HN Discussion: The approach was noted as an interesting alternative to the standard Hindley-Milner approach, particularly for its focus on error message quality. The nine-pass architecture and the idea of re-running earlier passes after each step was discussed as a potential tradeoff between inference quality and compilation speed.

Markov’s 1913 Paper on Mathematical Models of Speech

A historical paper by Andrey Markov, originally published in 1913, on the mathematical modelling of connected speech. The work introduced what we now call Markov chains — stochastic processes where the next state depends only on the current state. Markov analysed the sequence of vowels and consonants in Pushkin’s Eugene Onegin to demonstrate his model, a founding moment in mathematical linguistics and probability theory.

HN Discussion: The appearance of this paper was appreciated as a reminder that foundational ideas in computing often originated in very different contexts — in this case, 19th-century Russian literary analysis.


System Administration

ReactOS: The Open-Source Windows-Compatible Operating System (LWN)
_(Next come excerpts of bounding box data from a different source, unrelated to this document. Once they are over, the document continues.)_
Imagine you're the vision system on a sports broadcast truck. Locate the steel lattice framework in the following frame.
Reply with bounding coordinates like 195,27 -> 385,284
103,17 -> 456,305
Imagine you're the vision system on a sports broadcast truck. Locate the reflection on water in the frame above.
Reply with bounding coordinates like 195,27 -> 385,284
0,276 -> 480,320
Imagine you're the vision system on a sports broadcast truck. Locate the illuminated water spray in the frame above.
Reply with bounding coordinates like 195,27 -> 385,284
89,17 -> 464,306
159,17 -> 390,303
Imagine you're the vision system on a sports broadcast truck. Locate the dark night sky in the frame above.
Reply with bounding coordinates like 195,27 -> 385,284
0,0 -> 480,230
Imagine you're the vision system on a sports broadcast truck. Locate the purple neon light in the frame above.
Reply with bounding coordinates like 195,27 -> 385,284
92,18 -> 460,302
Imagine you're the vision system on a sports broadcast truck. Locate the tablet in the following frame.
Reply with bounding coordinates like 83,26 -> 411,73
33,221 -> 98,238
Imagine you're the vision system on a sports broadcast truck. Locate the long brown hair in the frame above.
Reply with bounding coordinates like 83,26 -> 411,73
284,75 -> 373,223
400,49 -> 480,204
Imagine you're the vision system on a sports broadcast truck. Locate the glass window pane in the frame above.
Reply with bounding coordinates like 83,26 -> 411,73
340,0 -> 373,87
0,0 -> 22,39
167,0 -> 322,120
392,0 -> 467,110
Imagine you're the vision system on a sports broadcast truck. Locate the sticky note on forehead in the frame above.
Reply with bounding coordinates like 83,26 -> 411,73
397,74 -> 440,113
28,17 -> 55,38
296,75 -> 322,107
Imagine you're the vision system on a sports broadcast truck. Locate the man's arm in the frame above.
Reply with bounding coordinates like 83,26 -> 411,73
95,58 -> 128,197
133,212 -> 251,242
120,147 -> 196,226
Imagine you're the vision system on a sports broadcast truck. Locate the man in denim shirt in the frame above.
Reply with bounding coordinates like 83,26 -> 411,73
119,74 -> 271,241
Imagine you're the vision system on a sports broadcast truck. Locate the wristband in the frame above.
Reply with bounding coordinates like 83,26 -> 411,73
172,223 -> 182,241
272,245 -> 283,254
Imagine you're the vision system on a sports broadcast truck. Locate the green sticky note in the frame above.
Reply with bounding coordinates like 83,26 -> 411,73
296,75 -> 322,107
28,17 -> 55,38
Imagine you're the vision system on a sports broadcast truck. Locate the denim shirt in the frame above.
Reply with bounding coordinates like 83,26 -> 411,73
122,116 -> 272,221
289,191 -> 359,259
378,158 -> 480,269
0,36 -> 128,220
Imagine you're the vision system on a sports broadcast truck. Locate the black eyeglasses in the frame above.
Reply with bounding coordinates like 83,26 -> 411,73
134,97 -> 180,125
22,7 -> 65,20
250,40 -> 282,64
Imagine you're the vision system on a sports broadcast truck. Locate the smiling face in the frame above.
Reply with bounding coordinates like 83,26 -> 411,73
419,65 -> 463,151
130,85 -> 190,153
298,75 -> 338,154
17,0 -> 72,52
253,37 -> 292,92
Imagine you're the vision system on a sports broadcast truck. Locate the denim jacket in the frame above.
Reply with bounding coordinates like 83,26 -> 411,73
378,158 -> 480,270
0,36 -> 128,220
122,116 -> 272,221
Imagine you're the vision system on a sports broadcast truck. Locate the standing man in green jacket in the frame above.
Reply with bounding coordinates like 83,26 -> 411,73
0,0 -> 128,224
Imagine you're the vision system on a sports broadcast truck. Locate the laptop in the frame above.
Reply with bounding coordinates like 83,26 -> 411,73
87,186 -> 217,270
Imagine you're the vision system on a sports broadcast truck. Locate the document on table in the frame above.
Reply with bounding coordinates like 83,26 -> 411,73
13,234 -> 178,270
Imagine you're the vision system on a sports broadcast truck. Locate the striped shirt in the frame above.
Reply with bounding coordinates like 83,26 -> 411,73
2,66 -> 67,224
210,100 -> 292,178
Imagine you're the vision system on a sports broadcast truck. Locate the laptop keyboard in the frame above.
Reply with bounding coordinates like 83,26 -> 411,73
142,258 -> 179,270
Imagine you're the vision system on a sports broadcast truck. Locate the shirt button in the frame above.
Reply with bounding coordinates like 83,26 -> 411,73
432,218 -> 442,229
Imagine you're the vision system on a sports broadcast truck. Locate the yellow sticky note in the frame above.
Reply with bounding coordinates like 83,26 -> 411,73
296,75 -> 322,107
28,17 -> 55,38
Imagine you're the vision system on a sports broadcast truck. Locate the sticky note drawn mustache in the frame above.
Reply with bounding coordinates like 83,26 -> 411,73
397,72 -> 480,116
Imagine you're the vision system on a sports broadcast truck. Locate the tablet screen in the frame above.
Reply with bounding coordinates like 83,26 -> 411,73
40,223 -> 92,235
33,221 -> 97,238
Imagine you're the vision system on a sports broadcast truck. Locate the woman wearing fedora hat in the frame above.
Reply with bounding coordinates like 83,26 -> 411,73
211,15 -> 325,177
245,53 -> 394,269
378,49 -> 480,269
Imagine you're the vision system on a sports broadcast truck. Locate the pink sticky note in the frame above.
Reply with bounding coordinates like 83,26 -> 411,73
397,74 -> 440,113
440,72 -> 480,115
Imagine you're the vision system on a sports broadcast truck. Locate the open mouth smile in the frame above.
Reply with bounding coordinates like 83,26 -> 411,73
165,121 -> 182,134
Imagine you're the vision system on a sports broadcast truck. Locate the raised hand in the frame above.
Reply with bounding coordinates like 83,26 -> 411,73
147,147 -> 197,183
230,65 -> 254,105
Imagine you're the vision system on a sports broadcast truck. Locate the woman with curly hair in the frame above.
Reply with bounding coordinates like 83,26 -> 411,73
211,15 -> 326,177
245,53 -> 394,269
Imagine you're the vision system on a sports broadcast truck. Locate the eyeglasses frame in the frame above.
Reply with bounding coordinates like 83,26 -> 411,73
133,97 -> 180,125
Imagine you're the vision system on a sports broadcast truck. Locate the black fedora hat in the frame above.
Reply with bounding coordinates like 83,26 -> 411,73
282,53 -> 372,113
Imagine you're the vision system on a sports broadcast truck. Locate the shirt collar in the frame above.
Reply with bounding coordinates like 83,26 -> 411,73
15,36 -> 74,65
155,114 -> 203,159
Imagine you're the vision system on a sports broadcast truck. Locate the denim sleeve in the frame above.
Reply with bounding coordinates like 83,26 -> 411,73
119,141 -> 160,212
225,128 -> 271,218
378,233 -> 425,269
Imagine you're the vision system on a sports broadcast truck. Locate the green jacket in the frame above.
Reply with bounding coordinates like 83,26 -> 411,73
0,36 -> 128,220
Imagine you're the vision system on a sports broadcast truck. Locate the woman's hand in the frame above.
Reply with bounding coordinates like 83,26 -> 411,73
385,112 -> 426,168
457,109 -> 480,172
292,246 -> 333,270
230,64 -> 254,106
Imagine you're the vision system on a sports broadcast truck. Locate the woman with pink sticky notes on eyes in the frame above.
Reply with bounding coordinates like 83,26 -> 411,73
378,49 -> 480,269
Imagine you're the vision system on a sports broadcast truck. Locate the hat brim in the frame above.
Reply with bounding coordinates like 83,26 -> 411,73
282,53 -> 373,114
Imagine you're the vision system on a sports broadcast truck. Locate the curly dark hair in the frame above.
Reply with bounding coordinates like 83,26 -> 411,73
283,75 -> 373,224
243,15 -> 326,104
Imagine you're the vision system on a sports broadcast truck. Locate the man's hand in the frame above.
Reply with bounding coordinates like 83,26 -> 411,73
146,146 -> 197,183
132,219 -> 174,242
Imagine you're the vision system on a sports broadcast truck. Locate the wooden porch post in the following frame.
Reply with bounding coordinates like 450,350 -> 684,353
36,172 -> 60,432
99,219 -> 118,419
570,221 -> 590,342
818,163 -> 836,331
LWN covered the ongoing development of ReactOS, the open-source operating system designed to be binary-compatible with Windows NT (NT5). The project aims to run Windows drivers and applications natively without requiring a Windows licence. Progress has been steady but slow, with the team working through the enormous surface area of the Windows ABI.

HN Discussion: The sole commenter confirmed the project’s goal is full NT5 compatibility, which prompted reflection on whether targeting a two-decade-old Windows version remains relevant. The sheer scale of the Windows API surface makes complete compatibility a daunting engineering challenge.


Geopolitics & War

Ask HN: A Question About War Journalism and Sympathy

An Ask HN post raised a question about the asymmetric treatment of war journalism across different conflicts, specifically why coverage of certain wars generates more sympathy and outrage than others. The post touched on the framing of casualties in Ukraine versus Gaza and the double standards perceived in how the international community and media respond to different theatres of conflict.
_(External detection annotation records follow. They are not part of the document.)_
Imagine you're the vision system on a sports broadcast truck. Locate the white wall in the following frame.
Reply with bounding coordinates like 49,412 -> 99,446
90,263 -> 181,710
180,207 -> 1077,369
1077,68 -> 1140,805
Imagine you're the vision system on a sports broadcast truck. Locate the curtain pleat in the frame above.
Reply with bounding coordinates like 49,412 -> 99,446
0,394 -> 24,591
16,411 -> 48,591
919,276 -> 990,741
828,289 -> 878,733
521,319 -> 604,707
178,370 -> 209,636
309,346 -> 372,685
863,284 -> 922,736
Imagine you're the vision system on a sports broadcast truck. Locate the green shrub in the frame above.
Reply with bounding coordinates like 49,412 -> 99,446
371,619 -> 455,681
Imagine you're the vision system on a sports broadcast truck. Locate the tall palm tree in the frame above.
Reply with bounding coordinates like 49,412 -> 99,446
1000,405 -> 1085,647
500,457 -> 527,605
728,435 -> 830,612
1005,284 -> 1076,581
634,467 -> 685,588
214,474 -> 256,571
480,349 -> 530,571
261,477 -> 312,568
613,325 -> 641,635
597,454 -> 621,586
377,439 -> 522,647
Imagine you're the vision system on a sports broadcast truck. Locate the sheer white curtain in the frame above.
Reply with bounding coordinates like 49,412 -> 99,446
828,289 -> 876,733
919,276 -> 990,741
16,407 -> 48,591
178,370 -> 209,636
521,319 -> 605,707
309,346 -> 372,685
HN Discussion: The thread was predictably contentious. One commenter noted that Ukraine has lost 20% of its territory and continues to face daily bombardment of civilian targets, while all military-age Ukrainian men are effectively confined to the country. Another pointed to the killing of journalists in Gaza as a counterpoint to claims of asymmetric concern. The discussion remained heated and unresolved.
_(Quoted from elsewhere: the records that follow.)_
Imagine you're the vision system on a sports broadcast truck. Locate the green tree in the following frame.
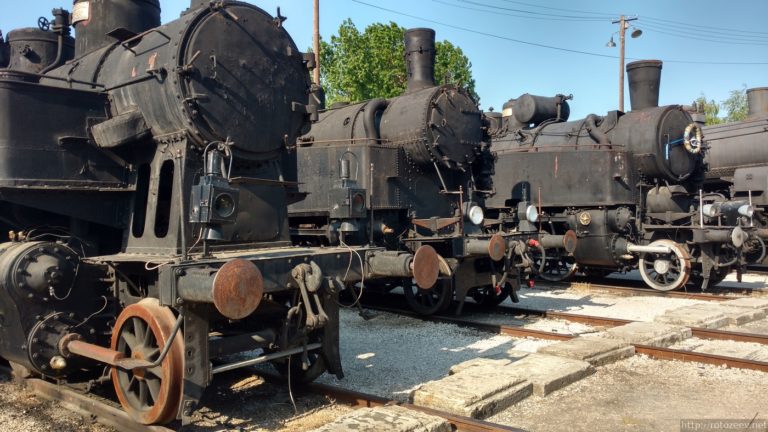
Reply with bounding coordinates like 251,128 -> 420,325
320,19 -> 479,105
721,84 -> 747,123
695,93 -> 723,125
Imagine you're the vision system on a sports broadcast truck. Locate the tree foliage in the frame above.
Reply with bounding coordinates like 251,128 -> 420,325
320,19 -> 479,104
695,85 -> 748,125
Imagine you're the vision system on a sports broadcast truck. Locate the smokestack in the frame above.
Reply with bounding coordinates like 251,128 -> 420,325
405,28 -> 435,93
72,0 -> 160,57
627,60 -> 662,111
747,87 -> 768,119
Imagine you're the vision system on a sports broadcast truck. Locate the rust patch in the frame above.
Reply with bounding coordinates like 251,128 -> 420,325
488,234 -> 507,261
213,258 -> 264,319
563,230 -> 579,254
412,245 -> 440,289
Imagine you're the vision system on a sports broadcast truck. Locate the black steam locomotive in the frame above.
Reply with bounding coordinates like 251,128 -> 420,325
289,29 -> 560,314
486,61 -> 758,291
703,87 -> 768,264
0,0 -> 396,424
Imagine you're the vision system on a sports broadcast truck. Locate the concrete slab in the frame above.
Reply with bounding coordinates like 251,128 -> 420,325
411,360 -> 533,418
654,305 -> 730,328
722,297 -> 768,311
538,337 -> 635,366
509,353 -> 595,396
448,349 -> 531,375
597,321 -> 691,347
692,303 -> 765,325
314,405 -> 451,432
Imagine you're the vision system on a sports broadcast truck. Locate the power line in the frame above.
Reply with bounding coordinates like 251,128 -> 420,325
432,0 -> 602,22
461,0 -> 604,21
352,0 -> 768,66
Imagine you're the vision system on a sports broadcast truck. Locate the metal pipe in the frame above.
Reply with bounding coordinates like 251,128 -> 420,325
211,343 -> 323,374
627,243 -> 672,254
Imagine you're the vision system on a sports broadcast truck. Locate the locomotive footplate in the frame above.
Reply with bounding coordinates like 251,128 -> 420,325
79,247 -> 381,423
Pam Bondi Reportedly Discussed Ousting at Justice Department

Politico reported that Attorney General Pam Bondi was discussed in connection with potential changes at the Justice Department, amid ongoing tensions between the administration and federal law enforcement leadership. The story sits within a broader pattern of political pressure on DOJ independence.

HN Discussion: Comments were sparse on this Politico story, with most engagement focused on the institutional implications for DOJ independence rather than partisan framing.


Other

Inside Nepal’s Fake Rescue Racket

The Kathmandu Post published a detailed investigation into one of the world’s most sophisticated insurance fraud networks. The scam operates along the Himalayan trekking routes: guides convince tourists they’re dying of altitude sickness (in some cases, baking powder is mixed into food to induce illness), trigger a helicopter “rescue,” admit them to hospitals where doctors’ digital signatures are used without their knowledge, and submit inflated insurance claims. A single helicopter carrying multiple passengers generates separate full-price invoices for each passenger’s insurer — a $4,000 charter becomes $12,000 in claims. Hospitals pay 20-25% commissions to trekking companies and another 20-25% to helicopter operators for referrals. The fraud was first exposed in 2018, a government committee produced a 700-page report, but the racket has only grown since.

HN Discussion: The brazenness of the operation — tourists drinking beer in hospital cafeterias while supposedly receiving treatment, X-rays from other patients recycled as evidence — drew comparison to other insurance fraud ecosystems. The structural problem is that foreign insurers simply cannot verify events at 3,000 metres in a remote Himalayan valley.